Expanding to all populations
AAP's initiative succeeds because most agree that children, particularly those with complex problems, need medical homes, according to FP Steven Wolfe, M.D., medical director for the University of Iowa Community Medical Services Clinics in Iowa City.
"It's easier to sell children's issues than it is to sell other issues," says Wolfe, who works with the Iowa Medical Home Project, spearheaded by the Iowa AFP. "But once you understand the concept of a medical home, you can make it fit other populations."
FPs can build medical homes for their patients by adapting resources from AAP and the Center for Medical Home Improvement at Children's Hospital at Dartmouth-Hitchcock Medical Center in Lebanon, N.H.

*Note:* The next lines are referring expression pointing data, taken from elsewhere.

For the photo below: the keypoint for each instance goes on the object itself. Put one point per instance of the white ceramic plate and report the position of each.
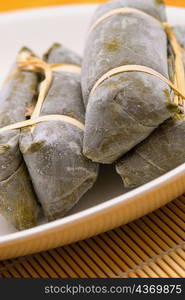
(107, 205)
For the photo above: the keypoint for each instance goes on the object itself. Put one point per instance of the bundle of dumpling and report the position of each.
(161, 152)
(17, 197)
(52, 149)
(125, 100)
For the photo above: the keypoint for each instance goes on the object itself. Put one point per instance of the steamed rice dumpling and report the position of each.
(17, 198)
(53, 150)
(161, 152)
(125, 107)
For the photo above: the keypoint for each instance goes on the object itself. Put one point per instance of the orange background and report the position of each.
(17, 4)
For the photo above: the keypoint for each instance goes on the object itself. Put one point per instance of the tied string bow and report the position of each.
(27, 62)
(178, 86)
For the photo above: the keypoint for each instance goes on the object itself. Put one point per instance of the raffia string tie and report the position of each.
(179, 78)
(27, 62)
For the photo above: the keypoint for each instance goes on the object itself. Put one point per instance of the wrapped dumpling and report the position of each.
(17, 197)
(161, 152)
(52, 150)
(125, 107)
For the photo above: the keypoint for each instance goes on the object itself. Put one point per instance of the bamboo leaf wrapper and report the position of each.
(53, 151)
(17, 197)
(126, 108)
(161, 152)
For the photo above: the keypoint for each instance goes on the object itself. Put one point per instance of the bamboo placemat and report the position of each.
(151, 247)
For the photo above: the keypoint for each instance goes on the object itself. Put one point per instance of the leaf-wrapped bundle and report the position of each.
(53, 150)
(125, 108)
(17, 198)
(161, 152)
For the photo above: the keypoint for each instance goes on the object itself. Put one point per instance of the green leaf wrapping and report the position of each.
(125, 108)
(17, 198)
(53, 151)
(161, 152)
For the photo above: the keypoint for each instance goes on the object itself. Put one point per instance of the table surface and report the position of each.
(153, 246)
(17, 4)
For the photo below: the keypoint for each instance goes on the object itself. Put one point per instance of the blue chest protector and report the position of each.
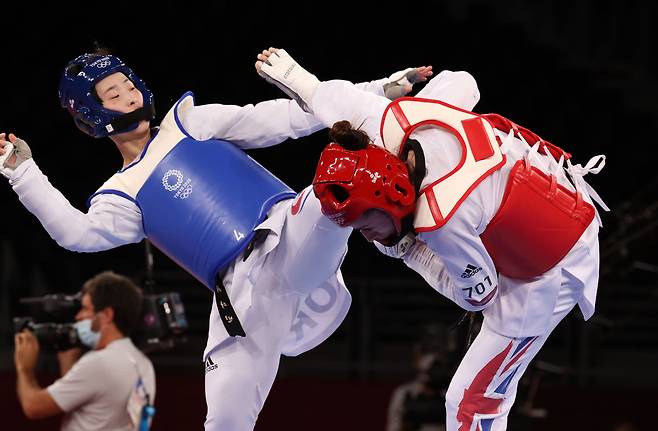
(202, 202)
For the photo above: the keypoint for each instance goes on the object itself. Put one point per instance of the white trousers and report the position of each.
(483, 389)
(240, 371)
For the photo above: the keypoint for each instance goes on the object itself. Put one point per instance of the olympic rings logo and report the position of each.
(186, 192)
(183, 189)
(172, 173)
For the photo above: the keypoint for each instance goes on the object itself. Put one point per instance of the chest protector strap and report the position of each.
(480, 153)
(537, 224)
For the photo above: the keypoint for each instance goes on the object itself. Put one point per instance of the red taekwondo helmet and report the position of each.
(348, 183)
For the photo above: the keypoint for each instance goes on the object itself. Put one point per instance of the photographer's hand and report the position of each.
(27, 351)
(36, 402)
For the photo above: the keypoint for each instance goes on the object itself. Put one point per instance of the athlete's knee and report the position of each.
(454, 395)
(228, 418)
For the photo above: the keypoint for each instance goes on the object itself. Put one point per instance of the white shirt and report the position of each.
(95, 392)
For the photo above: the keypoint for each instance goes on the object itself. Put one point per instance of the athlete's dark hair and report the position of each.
(347, 137)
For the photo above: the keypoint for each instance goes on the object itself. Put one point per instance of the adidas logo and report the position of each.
(470, 271)
(210, 365)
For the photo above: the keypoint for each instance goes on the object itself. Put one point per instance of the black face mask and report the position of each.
(146, 112)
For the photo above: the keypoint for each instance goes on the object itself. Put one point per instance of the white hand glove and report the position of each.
(399, 250)
(16, 151)
(280, 69)
(401, 83)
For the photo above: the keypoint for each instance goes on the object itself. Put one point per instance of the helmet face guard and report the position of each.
(348, 183)
(77, 95)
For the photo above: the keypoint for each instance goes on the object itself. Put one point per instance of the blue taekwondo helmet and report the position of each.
(77, 94)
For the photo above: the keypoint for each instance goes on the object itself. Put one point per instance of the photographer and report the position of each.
(418, 405)
(107, 387)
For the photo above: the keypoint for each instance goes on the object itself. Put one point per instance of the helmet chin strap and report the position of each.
(123, 122)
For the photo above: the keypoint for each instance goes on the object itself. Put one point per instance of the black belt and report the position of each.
(227, 314)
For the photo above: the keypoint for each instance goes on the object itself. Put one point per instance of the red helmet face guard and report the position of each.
(348, 183)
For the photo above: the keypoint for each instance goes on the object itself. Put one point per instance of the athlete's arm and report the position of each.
(266, 123)
(110, 222)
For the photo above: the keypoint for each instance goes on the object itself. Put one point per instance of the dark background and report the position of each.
(581, 74)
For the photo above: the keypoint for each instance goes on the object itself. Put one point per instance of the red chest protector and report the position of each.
(538, 221)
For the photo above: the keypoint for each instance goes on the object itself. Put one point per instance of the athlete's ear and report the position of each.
(106, 316)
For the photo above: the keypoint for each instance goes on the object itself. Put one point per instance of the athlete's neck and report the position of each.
(411, 161)
(131, 144)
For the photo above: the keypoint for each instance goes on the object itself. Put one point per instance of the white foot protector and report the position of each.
(284, 72)
(9, 150)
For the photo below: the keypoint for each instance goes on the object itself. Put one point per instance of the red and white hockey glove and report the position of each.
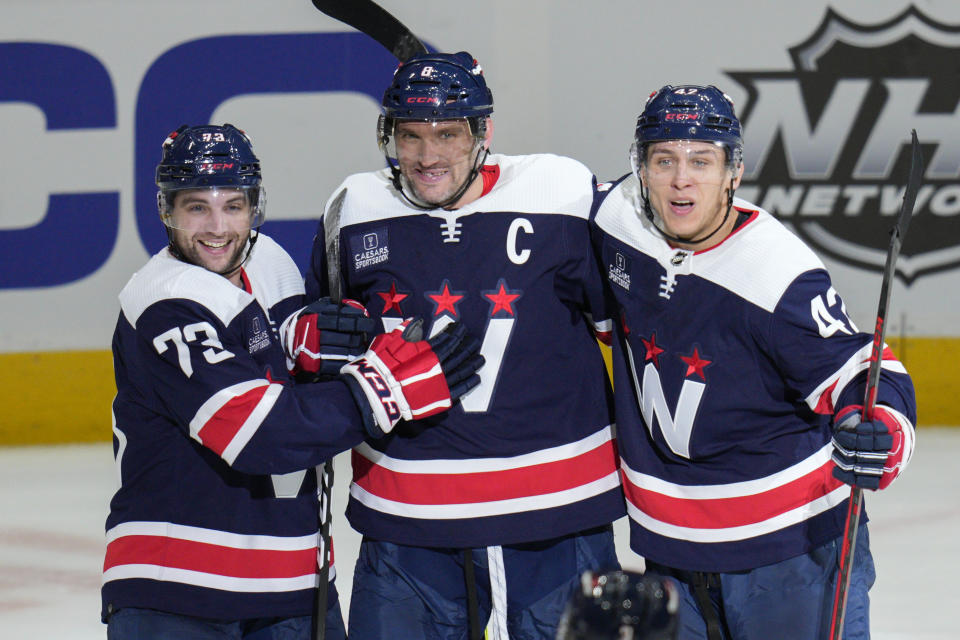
(323, 336)
(405, 377)
(870, 455)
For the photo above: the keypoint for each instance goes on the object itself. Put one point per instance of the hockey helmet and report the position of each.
(621, 604)
(436, 86)
(209, 157)
(689, 112)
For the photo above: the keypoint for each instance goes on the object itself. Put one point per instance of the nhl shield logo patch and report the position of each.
(827, 143)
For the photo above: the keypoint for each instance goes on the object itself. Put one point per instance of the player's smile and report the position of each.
(211, 227)
(436, 158)
(688, 183)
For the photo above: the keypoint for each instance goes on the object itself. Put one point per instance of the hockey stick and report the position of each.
(331, 240)
(370, 18)
(873, 379)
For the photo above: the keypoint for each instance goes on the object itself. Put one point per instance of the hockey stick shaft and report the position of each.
(370, 18)
(855, 505)
(331, 240)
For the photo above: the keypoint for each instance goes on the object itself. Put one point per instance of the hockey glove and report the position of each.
(323, 336)
(870, 454)
(403, 376)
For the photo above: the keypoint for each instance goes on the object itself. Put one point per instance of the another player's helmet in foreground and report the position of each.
(209, 157)
(621, 604)
(689, 112)
(432, 87)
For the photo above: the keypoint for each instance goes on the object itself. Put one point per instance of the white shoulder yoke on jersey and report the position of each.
(272, 273)
(757, 262)
(529, 184)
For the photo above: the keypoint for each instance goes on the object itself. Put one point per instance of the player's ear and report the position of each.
(737, 175)
(488, 137)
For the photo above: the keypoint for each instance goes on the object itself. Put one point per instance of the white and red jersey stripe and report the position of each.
(481, 487)
(209, 558)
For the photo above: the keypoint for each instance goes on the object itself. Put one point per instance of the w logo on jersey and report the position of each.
(675, 425)
(496, 336)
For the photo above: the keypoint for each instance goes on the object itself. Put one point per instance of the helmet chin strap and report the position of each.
(411, 198)
(648, 211)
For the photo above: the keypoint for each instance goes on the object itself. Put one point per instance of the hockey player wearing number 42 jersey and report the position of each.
(518, 485)
(213, 530)
(735, 362)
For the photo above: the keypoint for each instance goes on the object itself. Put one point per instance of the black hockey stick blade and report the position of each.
(331, 240)
(897, 233)
(855, 504)
(913, 186)
(370, 18)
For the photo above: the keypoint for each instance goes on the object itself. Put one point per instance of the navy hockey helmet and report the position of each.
(205, 157)
(621, 604)
(436, 86)
(690, 112)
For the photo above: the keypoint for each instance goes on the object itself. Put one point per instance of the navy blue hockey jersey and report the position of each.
(529, 454)
(215, 516)
(728, 365)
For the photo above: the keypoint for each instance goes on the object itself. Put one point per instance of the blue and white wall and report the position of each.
(88, 90)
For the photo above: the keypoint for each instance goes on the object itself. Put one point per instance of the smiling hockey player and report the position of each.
(213, 530)
(734, 363)
(514, 490)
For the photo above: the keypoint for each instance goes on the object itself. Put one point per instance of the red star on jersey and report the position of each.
(653, 351)
(445, 301)
(502, 299)
(695, 364)
(391, 299)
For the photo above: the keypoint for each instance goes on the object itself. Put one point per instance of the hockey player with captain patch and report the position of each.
(739, 378)
(213, 531)
(513, 490)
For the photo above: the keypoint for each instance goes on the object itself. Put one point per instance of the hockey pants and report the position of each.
(414, 592)
(788, 600)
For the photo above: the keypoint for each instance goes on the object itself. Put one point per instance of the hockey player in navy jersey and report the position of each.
(509, 497)
(734, 363)
(213, 532)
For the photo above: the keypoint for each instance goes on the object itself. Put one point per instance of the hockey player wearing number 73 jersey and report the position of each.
(513, 490)
(213, 531)
(739, 378)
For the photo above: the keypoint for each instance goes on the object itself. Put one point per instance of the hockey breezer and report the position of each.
(897, 234)
(370, 18)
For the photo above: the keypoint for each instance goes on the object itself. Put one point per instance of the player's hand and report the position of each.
(323, 336)
(404, 377)
(868, 455)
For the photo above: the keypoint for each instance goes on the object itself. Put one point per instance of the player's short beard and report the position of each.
(192, 255)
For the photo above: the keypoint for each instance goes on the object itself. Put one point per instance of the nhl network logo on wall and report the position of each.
(827, 143)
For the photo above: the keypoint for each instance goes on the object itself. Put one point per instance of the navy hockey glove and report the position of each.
(404, 377)
(323, 336)
(870, 454)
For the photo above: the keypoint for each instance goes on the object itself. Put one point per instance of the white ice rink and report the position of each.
(53, 502)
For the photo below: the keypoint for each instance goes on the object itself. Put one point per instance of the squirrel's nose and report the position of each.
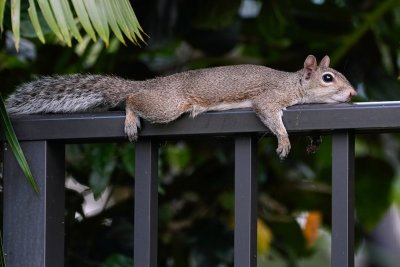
(353, 92)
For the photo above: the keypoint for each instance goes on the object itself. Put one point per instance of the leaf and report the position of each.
(49, 17)
(80, 10)
(14, 144)
(61, 19)
(95, 15)
(2, 6)
(112, 21)
(15, 21)
(70, 20)
(121, 20)
(35, 20)
(130, 17)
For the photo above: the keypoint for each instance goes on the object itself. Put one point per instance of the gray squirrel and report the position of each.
(163, 99)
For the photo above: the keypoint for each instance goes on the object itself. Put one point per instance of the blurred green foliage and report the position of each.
(196, 175)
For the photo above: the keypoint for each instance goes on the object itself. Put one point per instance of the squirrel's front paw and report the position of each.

Among them: the Medical Home Index, which enables physicians to assess their practices according to the medical home standards. (Go to http://www.medicalhomeimprovement.org/outcomes.htm, and click on "The Medical Home Index" under "Medical Home Measurements.")
The results can be eye-opening, says Wolfe. He compared the stringent standards of the Medical Home Index with the way his own 10-physician practice in Spencer, Iowa, operated.
"If you'd asked whether we did these things well, I'd have said yes. But if you look at how we did when compared to the Medical Home Index, I'd have to say we were probably in the 30th to 40th percentile," he says.
The Future of Family Medicine project's new model of practice -- which includes patient-centered care, a team approach, elimination of barriers to access, and a focus on quality and safety -- expands the medical home concept beyond children with special needs and includes all patients.
"It's an easy transition from providing those elements to special needs children to providing it to other populations," says Wolfe. "These key concepts are valid."